Kelton,
The following is just my opinion, anyone is free to disagree.
With a stock priced at this level (< .10), the cash-flow problem that you indicate you have and the near-term bounce that might occur if MJ does put out a good PR, you could get into an even worse bind by not clearing you short position ASAP.
I'm not saying that CBNR's price can't go down before it goes up, but with only 5K shares, even if it went to zero (which I don't think will happen any time soon) you could only make $500. If the price starts to go toward .20, you are going to start getting margin calls that will force you to sell some of your holdings.

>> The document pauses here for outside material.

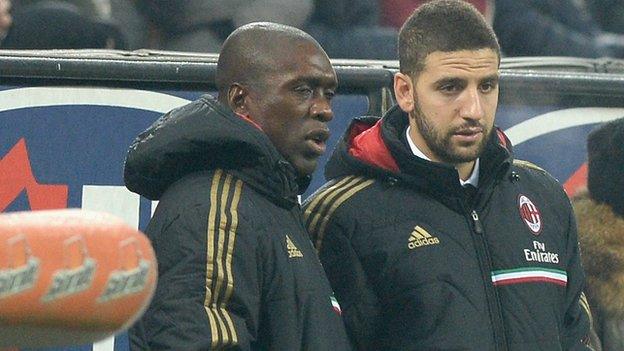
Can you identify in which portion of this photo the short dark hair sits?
[399,0,501,74]
[215,22,324,103]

I have no experience with e-trade, but if your shares are in street name, they can sell your stock to cover the margin calls. All they have to do is notify you that you have a period of time (probably 24 hrs) to make a deposit of $x.xx. If you don't, they will sell shares, at their discression, to collect that amount from your account.
On the surface that may not sound to bad to you, BUT and this is my guess based on some bad prior personal experience; 1) Are you aware that they are charging you interest on the money that you 'borrowed', to buy the shares that you sold short? 2) They will pick the shares that 'they' want to sell, not what you want them to sell. These will be shares that you are long in. 3) They will sell only enough to cover the CURRENT margin call. 4) They will charge you a commission on that sale. 5) If the CBNR price continues to climb, repeat items 2 through 4.

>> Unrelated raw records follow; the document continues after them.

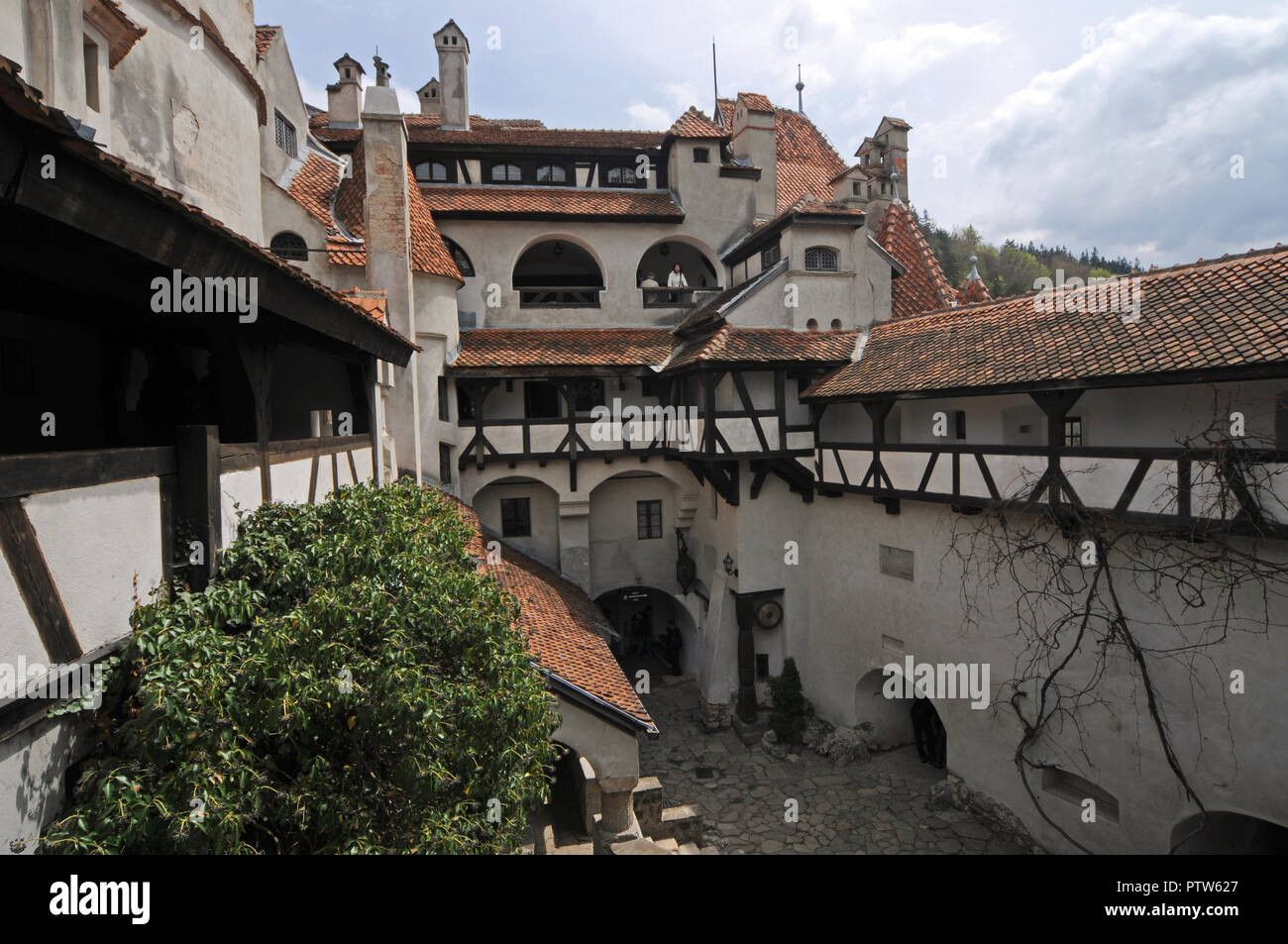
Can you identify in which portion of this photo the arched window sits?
[492,163,523,184]
[416,161,450,184]
[608,167,636,187]
[268,232,309,262]
[537,163,568,184]
[805,246,836,271]
[443,236,474,278]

Note: the repeat process in #5 is not limited to once a day, it is controled by how frequently your short position exceeds the margin call amount and could be multiple times in a day.
IMHO, given the information you initially provided, you should cover ASAP. Even the guys that short for a living get burned once in awhile and for us little guys it can be a kiss of death.
As I said at the beginning, just my opinion.